Justice John Paul Stevens had it right back in 1978. The Supreme Court shouldn’t have ruled that colleges’ affirmative-action programs are unconstitutional. It should have ruled that they’re illegal.
Stevens argued that the court did not need to answer that question to decide the case. “Our settled practice,” he wrote, “is to avoid the decision of a constitutional issue if a case can be fairly decided on a statutory ground.” The Civil Rights Act of 1964 provided just such a statutory ground: It forbids any institution receiving federal money from subjecting any person to discrimination based on race. It does not say that such discrimination may be allowed to rectify the effects of past discrimination, or to construct demographically representative student bodies, or to secure educational benefits from racial diversity.
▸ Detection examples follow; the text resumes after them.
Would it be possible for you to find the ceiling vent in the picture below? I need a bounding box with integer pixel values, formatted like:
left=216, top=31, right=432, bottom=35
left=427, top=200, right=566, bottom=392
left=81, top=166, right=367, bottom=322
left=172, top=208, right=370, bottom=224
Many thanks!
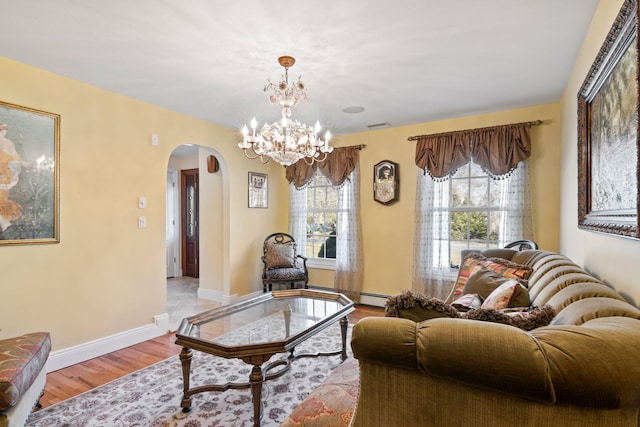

It flatly prohibits it.
That’s what the court should have said 45 years ago, and what it should have said this year, too. But Stevens did not prevail. In Bakke, five justices wriggled free of the text of law. The statute, they claimed in two separate opinions, was an attempt to vindicate the 14th Amendment, and it was up to the justices to say what the amendment’s guarantee of equality means. If they decided the amendment allows discrimination for supposedly benign purposes, then that’s what the statute allows, too.
Ever since then, arguments in court about affirmative action have continued to dwell on the Constitution rather than on the law Congress enacted. Stevens himself silently abandoned his initial opinion.